Beginning in China in January, government-issued stay-at-home orders aimed at slowing the spread of the virus have shut down all but essential businesses and services in most countries, causing a global recession and leading to more than 40 million unemployment claims in the U.S.
Around that same time, Mexico restricted all nonessential border crossings, and the governments of El Salvador, Guatemala and Honduras closed their borders to all traffic. As countries’ health care systems have struggled to treat the volume of COVID-19 patients – in some cases, whole systems have collapsed – the ongoing humanitarian crisis affecting migrants and asylum-seekers at various stages in their journeys continues unabated.

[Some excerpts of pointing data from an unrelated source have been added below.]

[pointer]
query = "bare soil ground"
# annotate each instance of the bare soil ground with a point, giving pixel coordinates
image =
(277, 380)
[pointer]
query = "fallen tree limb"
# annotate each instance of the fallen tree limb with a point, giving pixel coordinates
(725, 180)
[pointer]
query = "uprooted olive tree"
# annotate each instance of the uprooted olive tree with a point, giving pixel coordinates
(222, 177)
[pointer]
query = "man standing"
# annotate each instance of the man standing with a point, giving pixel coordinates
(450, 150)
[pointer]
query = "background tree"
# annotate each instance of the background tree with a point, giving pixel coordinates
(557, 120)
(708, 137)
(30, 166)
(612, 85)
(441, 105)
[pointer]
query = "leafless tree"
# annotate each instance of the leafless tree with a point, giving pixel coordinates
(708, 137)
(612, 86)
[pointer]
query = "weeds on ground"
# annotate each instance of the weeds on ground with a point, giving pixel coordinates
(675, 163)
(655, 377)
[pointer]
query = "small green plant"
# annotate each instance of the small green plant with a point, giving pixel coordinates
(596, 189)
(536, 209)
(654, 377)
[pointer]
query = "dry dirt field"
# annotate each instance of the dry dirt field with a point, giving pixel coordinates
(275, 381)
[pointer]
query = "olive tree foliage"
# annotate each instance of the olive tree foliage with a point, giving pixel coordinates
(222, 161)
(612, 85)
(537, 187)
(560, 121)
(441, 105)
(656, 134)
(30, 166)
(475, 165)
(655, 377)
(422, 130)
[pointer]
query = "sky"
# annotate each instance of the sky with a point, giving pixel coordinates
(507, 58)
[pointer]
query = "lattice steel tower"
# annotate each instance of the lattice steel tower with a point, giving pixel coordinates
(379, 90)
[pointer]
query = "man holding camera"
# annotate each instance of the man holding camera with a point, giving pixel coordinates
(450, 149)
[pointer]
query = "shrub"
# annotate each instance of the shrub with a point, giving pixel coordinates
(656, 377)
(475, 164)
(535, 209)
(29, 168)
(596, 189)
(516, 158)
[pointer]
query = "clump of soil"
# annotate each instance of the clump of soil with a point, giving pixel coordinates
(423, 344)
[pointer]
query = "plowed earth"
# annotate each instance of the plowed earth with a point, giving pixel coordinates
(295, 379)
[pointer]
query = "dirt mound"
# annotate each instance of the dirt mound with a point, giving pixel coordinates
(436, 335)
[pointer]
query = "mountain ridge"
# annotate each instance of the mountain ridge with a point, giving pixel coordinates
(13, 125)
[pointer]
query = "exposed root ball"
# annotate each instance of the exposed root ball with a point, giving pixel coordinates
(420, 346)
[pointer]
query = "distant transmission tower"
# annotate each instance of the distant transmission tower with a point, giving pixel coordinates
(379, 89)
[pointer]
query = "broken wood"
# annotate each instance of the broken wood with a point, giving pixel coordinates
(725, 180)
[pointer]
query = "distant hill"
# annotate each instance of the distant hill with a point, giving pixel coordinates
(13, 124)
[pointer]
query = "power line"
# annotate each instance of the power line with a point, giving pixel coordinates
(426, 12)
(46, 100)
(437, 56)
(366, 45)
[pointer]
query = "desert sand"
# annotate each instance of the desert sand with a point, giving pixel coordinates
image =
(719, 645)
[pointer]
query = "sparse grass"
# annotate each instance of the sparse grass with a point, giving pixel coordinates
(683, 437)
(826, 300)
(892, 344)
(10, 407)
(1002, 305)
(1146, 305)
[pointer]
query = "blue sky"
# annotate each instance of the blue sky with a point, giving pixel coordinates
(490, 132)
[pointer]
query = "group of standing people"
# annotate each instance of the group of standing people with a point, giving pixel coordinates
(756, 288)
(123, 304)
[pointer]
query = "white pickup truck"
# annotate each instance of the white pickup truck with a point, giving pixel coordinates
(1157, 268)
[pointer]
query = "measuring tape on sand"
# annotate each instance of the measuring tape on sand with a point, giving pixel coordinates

“Governments have had to focus their efforts and attention on the [response to the] pandemic in order to protect their citizens. The migrants are now invisible. It is as if they do not exist anymore. No one takes care of them, even when they are now more vulnerable,” the Rev. Glenda McQueen, The Episcopal Church’s staff officer for Latin America and the Caribbean, told Episcopal News Service. “The church is called to raise its voice and take action in order to help the migrants.”
In recent years, the majority of migrants and asylum-seekers arriving at the U.S.-Mexico border come from El Salvador, Guatemala and Honduras, which form Central America’s Northern Triangle, a region plagued by violence and economic insecurity.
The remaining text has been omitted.